[RFC] Add RISC-V Vector Extension (RVV) Dialect

Thanks for the information!

Yes, it’s weird. It seems that the CPU is not detected in QEMU. If I run the lli on the X86 side, it can show that the host CPU is cascadelake.

LLVM (http://llvm.org/):
  LLVM version 14.0.0git
  Optimized build with assertions.
  Default target: x86_64-unknown-linux-gnu
  Host CPU: cascadelake

Apart from that, only the default target can be detected. With setting the -DLLVM_TARGETS_TO_BUILD="X86;RISCV", I would expect there are registered targets:

Registered Targets:
    riscv32 - 32-bit RISC-V
    riscv64 - 64-bit RISC-V

But these targets never appeared, now I’m not sure if these registered targets are set by the LLVM_TARGETS_TO_BUILD.

try to build newlib vesion of the riscv-tool-chain
change “riscv64-unknown-linux-gnu-xxxxx” → “riscv64-unknown-elf-gnu-xxxxx”
checkout this one with newlib:

cmake -G Ninja -DCMAKE_BUILD_TYPE="Debug" \
  -DBUILD_SHARED_LIBS=True -DLLVM_USE_SPLIT_DWARF=True \
  -DLLVM_OPTIMIZED_TABLEGEN=True \
  -DLLVM_BUILD_TESTS=True \
  -DDEFAULT_SYSROOT="/path/to/riscv-gcc-install-path/riscv32-unknown-elf" \
  -DGCC_INSTALL_PREFIX="/path/to/riscv-gcc-install-path" \
  -DLLVM_DEFAULT_TARGET_TRIPLE="riscv32-unknown-elf" \
  -DLLVM_EXPERIMENTAL_TARGETS_TO_BUILD="RISCV" ../
cmake --build .

or with this flag

 -DLLVM_EXPERIMENTAL_TARGETS_TO_BUILD="RISCV"

Thanks!
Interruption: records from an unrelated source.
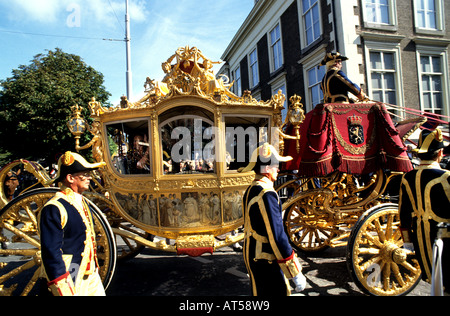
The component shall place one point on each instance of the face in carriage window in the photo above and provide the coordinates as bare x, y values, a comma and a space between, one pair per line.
129, 147
187, 145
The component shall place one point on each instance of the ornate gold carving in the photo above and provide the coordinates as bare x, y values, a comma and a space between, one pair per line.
195, 241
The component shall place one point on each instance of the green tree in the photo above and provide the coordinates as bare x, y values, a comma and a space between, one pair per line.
35, 105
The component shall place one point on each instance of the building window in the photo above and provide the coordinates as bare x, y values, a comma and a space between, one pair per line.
238, 82
377, 11
276, 48
431, 78
429, 15
281, 85
315, 76
382, 77
311, 20
254, 72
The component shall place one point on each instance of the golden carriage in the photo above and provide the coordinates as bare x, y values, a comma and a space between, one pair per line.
171, 183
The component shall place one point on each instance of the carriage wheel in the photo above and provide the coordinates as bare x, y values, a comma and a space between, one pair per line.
375, 257
20, 262
308, 230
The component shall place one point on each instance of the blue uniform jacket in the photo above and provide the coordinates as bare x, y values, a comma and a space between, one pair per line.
63, 231
425, 202
266, 237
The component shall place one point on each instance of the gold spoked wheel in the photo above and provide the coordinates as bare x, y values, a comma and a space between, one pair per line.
308, 227
375, 257
20, 256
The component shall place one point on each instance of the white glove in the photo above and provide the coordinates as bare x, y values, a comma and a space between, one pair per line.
300, 282
408, 246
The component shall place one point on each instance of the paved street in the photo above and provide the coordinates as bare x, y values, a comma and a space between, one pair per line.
224, 274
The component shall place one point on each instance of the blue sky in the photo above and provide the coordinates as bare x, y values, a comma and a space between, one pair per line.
158, 28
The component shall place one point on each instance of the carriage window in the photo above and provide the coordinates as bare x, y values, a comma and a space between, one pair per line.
187, 141
243, 134
129, 146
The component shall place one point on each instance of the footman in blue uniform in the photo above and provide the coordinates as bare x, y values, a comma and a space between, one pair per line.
67, 233
268, 256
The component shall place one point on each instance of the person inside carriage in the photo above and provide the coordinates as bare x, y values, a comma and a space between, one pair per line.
335, 84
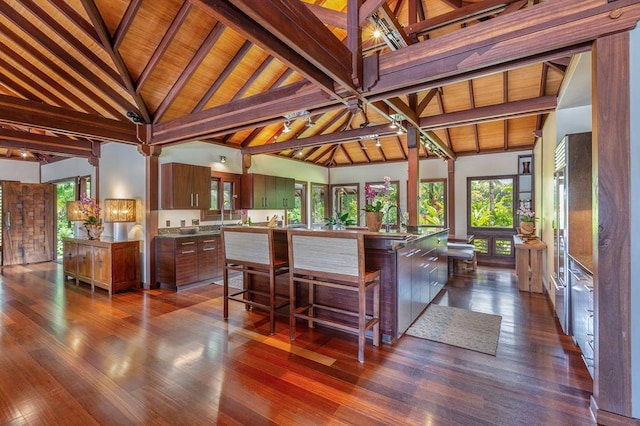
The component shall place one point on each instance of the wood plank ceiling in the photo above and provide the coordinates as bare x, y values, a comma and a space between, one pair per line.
284, 77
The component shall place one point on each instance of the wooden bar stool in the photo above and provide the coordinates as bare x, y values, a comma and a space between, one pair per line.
334, 261
251, 250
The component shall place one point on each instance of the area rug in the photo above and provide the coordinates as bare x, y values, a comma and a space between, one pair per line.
471, 330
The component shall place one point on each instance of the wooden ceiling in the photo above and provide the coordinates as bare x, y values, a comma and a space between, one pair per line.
287, 76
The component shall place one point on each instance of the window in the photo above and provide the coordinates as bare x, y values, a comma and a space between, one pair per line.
319, 203
391, 203
299, 213
432, 210
345, 200
491, 202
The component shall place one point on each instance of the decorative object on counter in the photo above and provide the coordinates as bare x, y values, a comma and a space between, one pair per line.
471, 330
527, 219
90, 213
119, 211
339, 221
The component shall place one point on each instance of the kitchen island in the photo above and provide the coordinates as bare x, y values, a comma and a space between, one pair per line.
413, 269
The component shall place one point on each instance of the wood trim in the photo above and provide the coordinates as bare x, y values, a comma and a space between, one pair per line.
612, 213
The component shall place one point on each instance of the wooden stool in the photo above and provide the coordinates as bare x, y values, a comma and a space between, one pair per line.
251, 251
334, 260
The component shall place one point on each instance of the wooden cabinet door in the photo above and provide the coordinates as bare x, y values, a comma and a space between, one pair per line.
85, 262
28, 215
207, 257
70, 258
102, 266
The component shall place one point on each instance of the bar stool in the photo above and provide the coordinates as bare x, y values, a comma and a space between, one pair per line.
251, 250
334, 261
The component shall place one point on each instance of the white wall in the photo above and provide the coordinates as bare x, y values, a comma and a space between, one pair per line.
634, 72
21, 171
205, 154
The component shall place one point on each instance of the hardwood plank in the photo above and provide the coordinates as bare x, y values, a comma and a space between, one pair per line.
143, 356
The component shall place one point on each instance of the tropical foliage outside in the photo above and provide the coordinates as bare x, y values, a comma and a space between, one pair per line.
491, 203
431, 204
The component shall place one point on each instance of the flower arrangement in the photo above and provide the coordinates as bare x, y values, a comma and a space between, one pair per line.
371, 192
90, 209
525, 213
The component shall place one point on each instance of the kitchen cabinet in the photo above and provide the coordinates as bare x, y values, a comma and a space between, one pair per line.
184, 260
111, 265
185, 186
267, 192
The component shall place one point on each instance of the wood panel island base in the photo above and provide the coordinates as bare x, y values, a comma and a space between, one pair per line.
413, 269
111, 265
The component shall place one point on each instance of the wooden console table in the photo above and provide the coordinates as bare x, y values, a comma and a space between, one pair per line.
529, 264
111, 265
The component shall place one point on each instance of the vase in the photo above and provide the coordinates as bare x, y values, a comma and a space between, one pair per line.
374, 221
527, 228
93, 231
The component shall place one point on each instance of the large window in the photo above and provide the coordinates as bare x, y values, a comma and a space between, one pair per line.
319, 204
432, 205
391, 203
345, 200
491, 202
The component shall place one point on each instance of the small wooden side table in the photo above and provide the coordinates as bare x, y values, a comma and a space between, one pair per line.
529, 263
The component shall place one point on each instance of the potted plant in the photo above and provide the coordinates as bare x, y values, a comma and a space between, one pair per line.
374, 196
339, 221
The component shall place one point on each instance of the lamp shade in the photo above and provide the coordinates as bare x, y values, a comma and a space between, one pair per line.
119, 210
73, 211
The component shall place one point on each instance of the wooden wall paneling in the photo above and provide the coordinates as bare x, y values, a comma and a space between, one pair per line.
611, 211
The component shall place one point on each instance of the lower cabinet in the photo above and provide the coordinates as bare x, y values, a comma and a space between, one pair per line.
187, 260
111, 265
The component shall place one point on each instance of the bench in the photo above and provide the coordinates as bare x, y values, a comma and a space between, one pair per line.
461, 252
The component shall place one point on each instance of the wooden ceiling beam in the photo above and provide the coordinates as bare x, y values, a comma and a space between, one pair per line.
57, 70
528, 32
164, 43
37, 72
226, 72
14, 139
140, 108
463, 15
233, 18
250, 111
189, 70
64, 56
39, 115
514, 109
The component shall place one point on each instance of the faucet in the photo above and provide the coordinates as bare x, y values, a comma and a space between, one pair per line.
399, 215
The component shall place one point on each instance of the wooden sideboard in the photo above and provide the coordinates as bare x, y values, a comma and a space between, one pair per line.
529, 264
104, 263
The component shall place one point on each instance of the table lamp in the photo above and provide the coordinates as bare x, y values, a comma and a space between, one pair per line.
119, 211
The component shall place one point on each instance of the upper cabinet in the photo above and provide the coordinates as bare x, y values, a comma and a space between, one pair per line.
525, 180
185, 186
267, 192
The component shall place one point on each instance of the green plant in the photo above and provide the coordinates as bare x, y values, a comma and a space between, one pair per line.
340, 219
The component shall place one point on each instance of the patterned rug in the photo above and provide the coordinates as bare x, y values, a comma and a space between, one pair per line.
471, 330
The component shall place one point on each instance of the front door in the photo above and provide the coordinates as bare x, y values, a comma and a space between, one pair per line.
28, 213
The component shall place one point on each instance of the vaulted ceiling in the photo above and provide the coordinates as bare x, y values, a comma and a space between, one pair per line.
309, 80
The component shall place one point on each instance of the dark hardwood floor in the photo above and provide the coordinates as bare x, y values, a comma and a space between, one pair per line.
69, 356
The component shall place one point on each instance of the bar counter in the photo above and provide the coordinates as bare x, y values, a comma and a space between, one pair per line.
413, 269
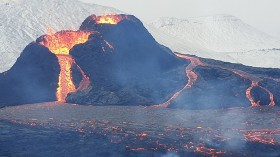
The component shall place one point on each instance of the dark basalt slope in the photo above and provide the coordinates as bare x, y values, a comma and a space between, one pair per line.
136, 70
32, 79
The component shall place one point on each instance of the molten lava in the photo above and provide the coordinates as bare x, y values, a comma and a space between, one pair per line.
193, 78
60, 45
190, 74
109, 19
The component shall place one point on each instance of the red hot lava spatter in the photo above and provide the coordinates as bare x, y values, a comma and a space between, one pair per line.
192, 78
60, 44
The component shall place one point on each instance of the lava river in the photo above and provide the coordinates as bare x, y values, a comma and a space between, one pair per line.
60, 45
192, 78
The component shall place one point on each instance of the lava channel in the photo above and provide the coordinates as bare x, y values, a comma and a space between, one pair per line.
192, 77
60, 44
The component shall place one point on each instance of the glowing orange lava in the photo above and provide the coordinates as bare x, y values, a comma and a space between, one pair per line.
190, 74
60, 45
193, 78
109, 19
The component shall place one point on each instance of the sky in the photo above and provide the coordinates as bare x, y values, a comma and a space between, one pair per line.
262, 14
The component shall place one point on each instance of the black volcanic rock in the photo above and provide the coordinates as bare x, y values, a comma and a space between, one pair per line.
215, 88
126, 66
136, 71
32, 79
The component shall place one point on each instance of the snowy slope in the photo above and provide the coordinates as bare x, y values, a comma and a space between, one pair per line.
220, 33
220, 37
22, 21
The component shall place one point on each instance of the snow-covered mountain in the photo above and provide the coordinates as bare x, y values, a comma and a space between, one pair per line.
221, 37
220, 33
22, 21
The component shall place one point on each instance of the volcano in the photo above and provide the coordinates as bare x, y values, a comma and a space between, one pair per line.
114, 60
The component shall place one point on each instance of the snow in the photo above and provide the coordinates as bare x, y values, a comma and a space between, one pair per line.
22, 21
220, 37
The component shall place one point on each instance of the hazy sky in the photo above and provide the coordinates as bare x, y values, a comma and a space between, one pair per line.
262, 14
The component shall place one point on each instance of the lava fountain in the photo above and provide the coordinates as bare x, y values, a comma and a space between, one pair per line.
60, 44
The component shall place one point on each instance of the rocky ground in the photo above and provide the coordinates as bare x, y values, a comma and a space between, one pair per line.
54, 129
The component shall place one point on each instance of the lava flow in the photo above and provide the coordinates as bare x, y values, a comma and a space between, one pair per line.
60, 45
109, 19
190, 74
192, 77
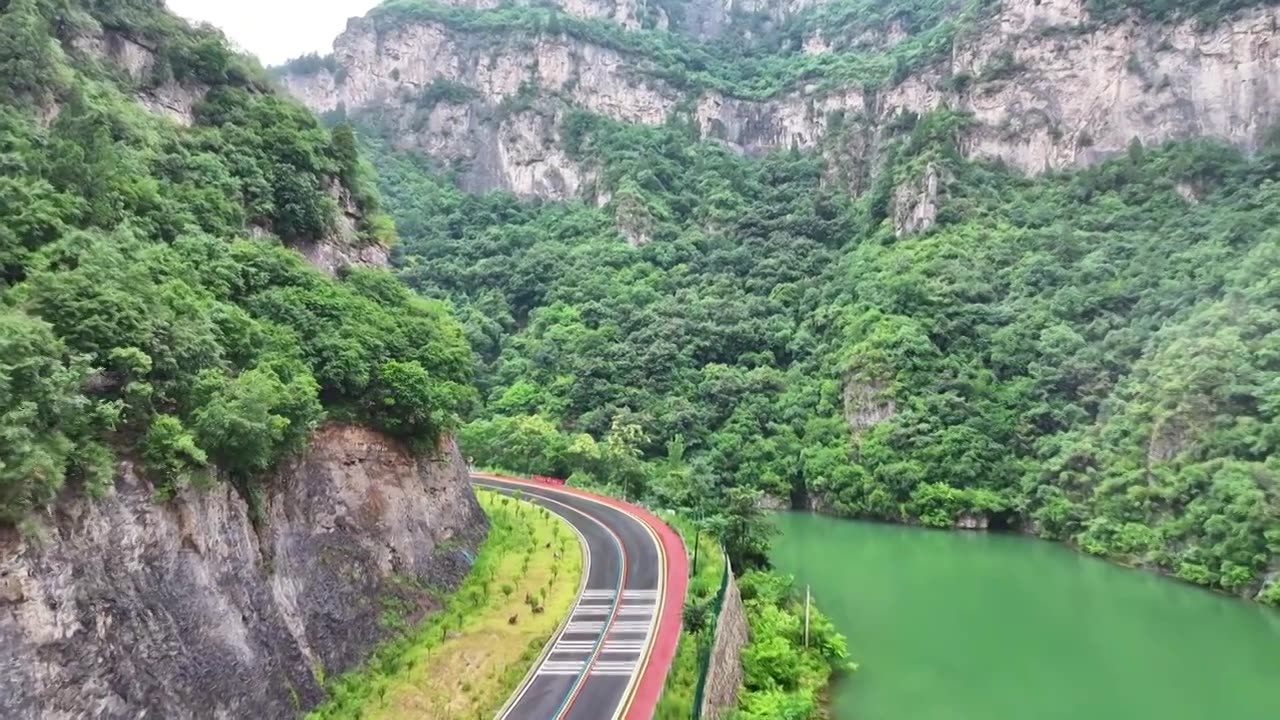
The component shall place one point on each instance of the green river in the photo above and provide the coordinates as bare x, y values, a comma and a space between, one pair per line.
978, 627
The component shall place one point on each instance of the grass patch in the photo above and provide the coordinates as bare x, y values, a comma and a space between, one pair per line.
464, 661
698, 630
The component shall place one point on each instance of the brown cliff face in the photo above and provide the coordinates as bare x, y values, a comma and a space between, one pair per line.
122, 607
1046, 87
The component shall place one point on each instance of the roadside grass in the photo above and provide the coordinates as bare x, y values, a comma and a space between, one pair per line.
696, 633
464, 661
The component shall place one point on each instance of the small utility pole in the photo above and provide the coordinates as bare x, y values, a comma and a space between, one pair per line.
807, 616
698, 536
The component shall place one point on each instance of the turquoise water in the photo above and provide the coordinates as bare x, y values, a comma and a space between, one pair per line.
977, 627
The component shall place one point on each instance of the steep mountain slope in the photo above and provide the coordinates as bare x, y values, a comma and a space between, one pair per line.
1047, 83
216, 463
885, 315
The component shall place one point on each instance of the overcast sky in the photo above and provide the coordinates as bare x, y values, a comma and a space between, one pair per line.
275, 30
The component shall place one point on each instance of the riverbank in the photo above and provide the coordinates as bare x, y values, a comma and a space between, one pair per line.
464, 661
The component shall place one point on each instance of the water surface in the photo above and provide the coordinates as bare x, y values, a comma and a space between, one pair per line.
976, 627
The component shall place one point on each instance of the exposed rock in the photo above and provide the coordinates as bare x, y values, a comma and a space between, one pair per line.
725, 669
129, 609
626, 13
915, 204
343, 247
173, 100
118, 49
972, 522
865, 404
1077, 94
332, 258
138, 60
1169, 438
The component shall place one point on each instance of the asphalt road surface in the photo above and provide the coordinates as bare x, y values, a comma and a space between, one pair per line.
592, 669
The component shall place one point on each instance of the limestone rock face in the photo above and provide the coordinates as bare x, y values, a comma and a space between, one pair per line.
867, 404
122, 607
1046, 86
915, 204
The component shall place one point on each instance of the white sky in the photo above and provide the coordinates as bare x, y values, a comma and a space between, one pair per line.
275, 30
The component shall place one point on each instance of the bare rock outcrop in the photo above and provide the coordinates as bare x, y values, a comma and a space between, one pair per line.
124, 607
867, 404
917, 203
1045, 85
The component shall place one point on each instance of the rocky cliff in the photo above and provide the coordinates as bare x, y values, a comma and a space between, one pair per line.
122, 607
1046, 87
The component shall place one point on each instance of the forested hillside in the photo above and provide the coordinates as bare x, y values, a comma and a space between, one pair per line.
1088, 356
150, 305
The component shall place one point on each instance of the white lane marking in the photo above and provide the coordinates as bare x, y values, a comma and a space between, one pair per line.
513, 701
636, 610
630, 627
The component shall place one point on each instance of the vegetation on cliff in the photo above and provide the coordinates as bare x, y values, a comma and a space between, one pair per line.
147, 304
470, 655
1086, 355
867, 44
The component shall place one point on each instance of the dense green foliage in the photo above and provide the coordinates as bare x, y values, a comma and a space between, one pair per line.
784, 678
1089, 355
137, 315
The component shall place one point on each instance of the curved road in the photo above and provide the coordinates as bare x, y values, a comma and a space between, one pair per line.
611, 656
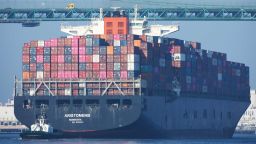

I will have a try. But before this, I have a question about this toolchain. As far as I know, the newlib version is used for the embedded systems, so it seems unreasonable to use this one. If you make it work, could you figure out why the newlib version toolchain can work, but the linux version cannot.

Sorry,
The low-riscv’s solution doesn’t work either, but llvm/tool/lli is related to llvm/jit. It seems that the jitlink for risc-v is still under development (rG0ad562b48bfd). And after checking the building system currently llvm does not support jit_target for risc-v. llvm/CMakeList.txt. llvm/tool/lli/CMakeLists.txt

And here’s the commit (Supports building with a list of targets that does not contain · llvm/llvm-project@465f936 · GitHub)

Update

  • Naming (RVV → RISCVV)
  • Scalable Vector Type (Common Scalable Vector Type + Separate RISC-V Scalable Vector Type)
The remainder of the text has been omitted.